Plausible Fuzzybutt

Global temperature in 2023 was odd. Having been following this on and off for a year now, I think my initial response still holds: what we have is a multitude of possibly unsatisfying answers. They way the climate works, the limited experimental affordances of climate science, and the tools we have mean that it’s not possible to say definitively what caused something like 2023, particularly not when the question is as ill-posed as that. Sure, one can try and quantify the effects of Hunga-tonga Hunga-ha’apai, but it will inevitably come with a relatively wide uncertainty range. Ditto the effects of shipping aerosols, ditto Saharan dust, ditto ENSO, ditto Antarctic ice, ditto solar forcings, ditto the interactions of all these things and others that have been posited as contributing to that oddness.

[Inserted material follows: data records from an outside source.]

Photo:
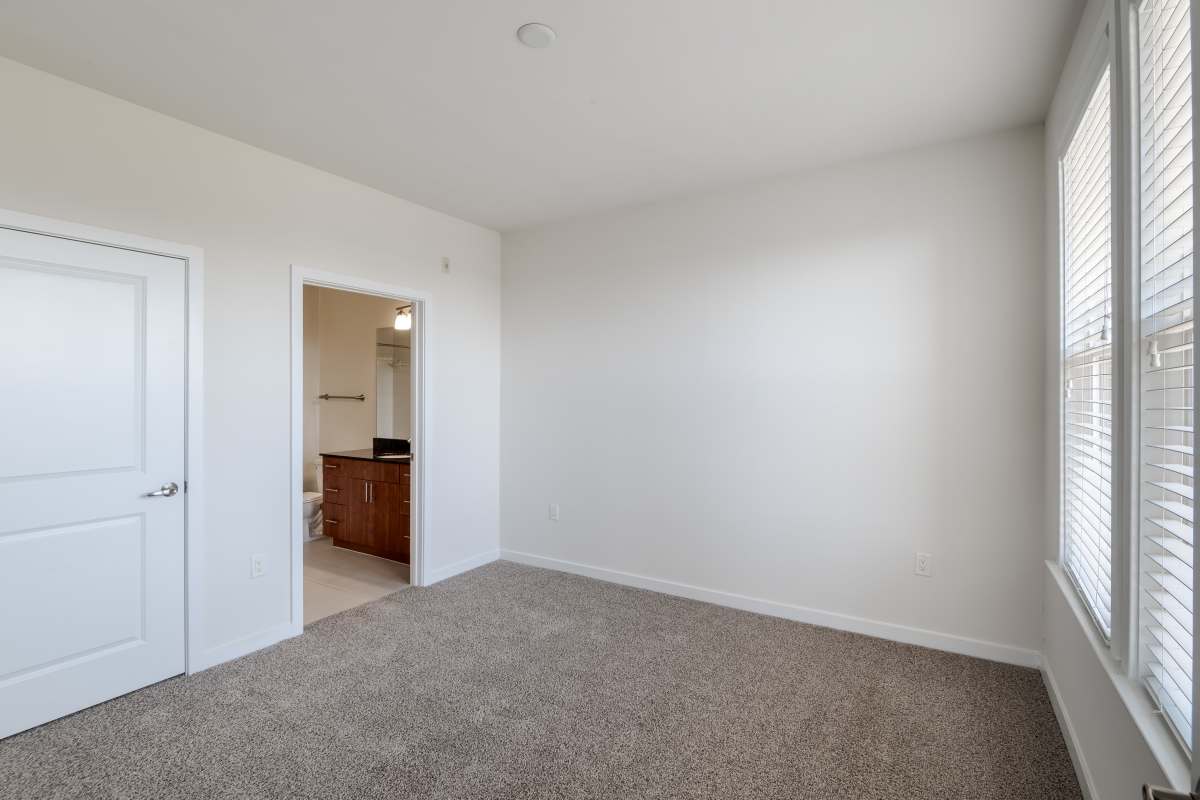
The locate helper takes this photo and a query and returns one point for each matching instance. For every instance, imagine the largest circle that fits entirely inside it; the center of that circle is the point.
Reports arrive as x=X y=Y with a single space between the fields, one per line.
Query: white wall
x=786 y=390
x=311 y=334
x=1119 y=741
x=75 y=154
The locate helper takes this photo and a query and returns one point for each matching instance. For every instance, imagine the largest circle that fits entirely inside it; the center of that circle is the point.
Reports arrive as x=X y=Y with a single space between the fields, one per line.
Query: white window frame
x=1131 y=175
x=1102 y=55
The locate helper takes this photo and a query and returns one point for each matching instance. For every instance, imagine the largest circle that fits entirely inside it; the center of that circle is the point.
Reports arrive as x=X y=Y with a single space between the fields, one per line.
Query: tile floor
x=336 y=579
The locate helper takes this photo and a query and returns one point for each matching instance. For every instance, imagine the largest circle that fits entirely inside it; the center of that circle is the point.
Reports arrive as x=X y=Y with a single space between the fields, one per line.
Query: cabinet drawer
x=377 y=471
x=334 y=470
x=336 y=519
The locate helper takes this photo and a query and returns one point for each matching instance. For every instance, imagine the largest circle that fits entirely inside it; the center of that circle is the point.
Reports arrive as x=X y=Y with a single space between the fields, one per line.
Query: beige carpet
x=511 y=681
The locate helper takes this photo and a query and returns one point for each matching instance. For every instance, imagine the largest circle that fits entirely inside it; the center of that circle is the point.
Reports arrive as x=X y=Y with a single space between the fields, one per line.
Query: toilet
x=312 y=518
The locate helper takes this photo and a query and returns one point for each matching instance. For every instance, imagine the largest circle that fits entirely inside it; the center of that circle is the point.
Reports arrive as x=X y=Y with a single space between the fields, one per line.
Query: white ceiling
x=437 y=102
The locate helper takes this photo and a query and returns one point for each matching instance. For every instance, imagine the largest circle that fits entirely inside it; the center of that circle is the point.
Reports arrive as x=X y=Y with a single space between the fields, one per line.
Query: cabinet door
x=388 y=528
x=359 y=523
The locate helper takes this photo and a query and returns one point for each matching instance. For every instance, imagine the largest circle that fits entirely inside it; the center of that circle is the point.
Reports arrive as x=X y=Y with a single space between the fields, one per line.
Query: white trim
x=459 y=567
x=1083 y=774
x=1155 y=731
x=243 y=647
x=423 y=429
x=948 y=642
x=193 y=437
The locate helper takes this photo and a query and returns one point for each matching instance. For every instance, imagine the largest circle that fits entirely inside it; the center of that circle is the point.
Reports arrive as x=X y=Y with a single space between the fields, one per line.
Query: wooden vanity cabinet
x=367 y=510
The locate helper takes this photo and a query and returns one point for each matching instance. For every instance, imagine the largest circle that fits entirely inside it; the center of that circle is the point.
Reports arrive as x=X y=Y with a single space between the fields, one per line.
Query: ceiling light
x=537 y=35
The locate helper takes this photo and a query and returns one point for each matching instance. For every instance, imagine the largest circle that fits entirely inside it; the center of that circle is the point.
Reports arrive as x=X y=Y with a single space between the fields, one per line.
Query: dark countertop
x=369 y=455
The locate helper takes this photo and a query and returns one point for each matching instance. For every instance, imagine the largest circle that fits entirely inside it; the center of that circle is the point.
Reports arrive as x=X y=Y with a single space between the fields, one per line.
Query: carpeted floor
x=511 y=681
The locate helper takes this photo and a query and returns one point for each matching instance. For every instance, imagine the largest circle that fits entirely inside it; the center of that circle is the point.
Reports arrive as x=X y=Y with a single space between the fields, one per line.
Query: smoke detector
x=537 y=35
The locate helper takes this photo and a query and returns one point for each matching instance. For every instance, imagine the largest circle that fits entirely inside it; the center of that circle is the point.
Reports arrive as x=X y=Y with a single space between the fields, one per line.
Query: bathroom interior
x=358 y=421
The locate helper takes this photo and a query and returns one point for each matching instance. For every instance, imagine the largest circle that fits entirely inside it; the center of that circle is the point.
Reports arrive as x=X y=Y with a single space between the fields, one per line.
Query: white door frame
x=193 y=416
x=421 y=433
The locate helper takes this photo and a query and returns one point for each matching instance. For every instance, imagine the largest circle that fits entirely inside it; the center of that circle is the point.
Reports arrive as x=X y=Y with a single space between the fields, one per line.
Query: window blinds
x=1167 y=359
x=1087 y=358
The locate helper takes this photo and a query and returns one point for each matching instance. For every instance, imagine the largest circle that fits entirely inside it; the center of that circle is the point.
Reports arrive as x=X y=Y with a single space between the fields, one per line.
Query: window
x=1168 y=428
x=1087 y=358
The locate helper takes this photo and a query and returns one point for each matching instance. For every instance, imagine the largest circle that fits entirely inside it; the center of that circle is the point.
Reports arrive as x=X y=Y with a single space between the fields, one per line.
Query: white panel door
x=91 y=420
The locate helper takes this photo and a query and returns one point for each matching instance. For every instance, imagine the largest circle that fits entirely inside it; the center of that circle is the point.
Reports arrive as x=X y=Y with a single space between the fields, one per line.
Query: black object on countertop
x=390 y=446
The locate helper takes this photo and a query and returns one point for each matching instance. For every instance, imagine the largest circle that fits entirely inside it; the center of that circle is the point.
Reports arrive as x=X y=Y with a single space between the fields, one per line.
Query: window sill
x=1153 y=728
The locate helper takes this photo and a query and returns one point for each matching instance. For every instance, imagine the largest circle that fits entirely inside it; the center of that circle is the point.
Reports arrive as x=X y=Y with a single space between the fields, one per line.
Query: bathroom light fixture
x=537 y=35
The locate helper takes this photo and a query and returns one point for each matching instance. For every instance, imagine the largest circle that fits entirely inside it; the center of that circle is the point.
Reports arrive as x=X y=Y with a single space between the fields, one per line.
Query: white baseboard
x=239 y=648
x=1077 y=752
x=457 y=567
x=981 y=649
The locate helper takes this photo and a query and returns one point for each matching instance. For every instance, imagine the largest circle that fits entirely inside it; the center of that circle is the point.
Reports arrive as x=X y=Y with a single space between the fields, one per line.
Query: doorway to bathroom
x=358 y=441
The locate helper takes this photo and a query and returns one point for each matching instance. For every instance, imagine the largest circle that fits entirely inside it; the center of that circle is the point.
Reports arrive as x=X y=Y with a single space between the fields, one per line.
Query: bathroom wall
x=311 y=389
x=345 y=326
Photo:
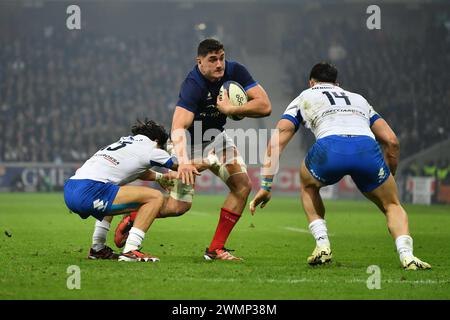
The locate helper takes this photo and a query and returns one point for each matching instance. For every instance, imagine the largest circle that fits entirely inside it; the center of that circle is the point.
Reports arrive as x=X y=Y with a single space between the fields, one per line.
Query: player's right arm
x=182 y=120
x=388 y=141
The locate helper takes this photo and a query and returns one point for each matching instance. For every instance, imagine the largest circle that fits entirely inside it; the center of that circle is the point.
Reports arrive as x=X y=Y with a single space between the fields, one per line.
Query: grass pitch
x=39 y=240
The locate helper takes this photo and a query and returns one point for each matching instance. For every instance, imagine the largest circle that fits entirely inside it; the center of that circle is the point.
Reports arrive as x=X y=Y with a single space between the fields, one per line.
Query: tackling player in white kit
x=98 y=188
x=345 y=127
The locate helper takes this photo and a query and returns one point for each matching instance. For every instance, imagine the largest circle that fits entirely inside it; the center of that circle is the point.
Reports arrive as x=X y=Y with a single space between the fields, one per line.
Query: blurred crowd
x=62 y=96
x=403 y=75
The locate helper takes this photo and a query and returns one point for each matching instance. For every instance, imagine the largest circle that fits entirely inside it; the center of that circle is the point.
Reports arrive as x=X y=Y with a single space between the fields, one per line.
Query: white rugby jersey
x=124 y=161
x=327 y=110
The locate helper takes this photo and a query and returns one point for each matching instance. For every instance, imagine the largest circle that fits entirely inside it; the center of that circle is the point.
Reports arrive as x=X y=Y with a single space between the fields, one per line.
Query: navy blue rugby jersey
x=199 y=95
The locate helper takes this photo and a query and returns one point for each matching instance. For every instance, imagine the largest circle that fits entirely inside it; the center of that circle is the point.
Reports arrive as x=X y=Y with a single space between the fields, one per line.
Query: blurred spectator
x=67 y=94
x=402 y=73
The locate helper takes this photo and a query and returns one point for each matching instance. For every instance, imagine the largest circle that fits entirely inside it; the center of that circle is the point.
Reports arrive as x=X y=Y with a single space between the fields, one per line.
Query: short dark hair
x=152 y=130
x=209 y=45
x=324 y=72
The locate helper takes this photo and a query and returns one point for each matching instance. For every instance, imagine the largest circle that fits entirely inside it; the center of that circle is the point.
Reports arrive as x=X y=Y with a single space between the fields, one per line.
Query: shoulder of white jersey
x=139 y=138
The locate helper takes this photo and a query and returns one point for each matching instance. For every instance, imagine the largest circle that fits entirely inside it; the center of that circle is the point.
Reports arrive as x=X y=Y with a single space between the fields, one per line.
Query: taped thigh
x=182 y=192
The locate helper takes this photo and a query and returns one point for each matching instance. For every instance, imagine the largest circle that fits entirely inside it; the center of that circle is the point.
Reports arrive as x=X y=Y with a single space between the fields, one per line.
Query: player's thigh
x=307 y=179
x=130 y=198
x=384 y=195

The uncertainties in the inputs to these analyses, as well as the uncertainties inherent in modelling and comparison to observations mean that what we get out is fuzzy yet plausible, which is more or less where we were at the start. The fuzziness is fuzzied further because each analysis has its own particular motivations and methods that don’t necessarily align with the particular goal of explaining the global mean temperature anomaly of 2023. That’s no criticism of the individual papers mind. The motivations behind each one are sound and interesting and move the science forward (in some sense) but not necessarily towards a satisfying explanation. It seems that the Hunga-Tonga contribution is small – so we haven’t learned nothing at all – but it is uncertain, possibly more complex than that, and might even be negative.

It’s not clear that this necessarily helps us any.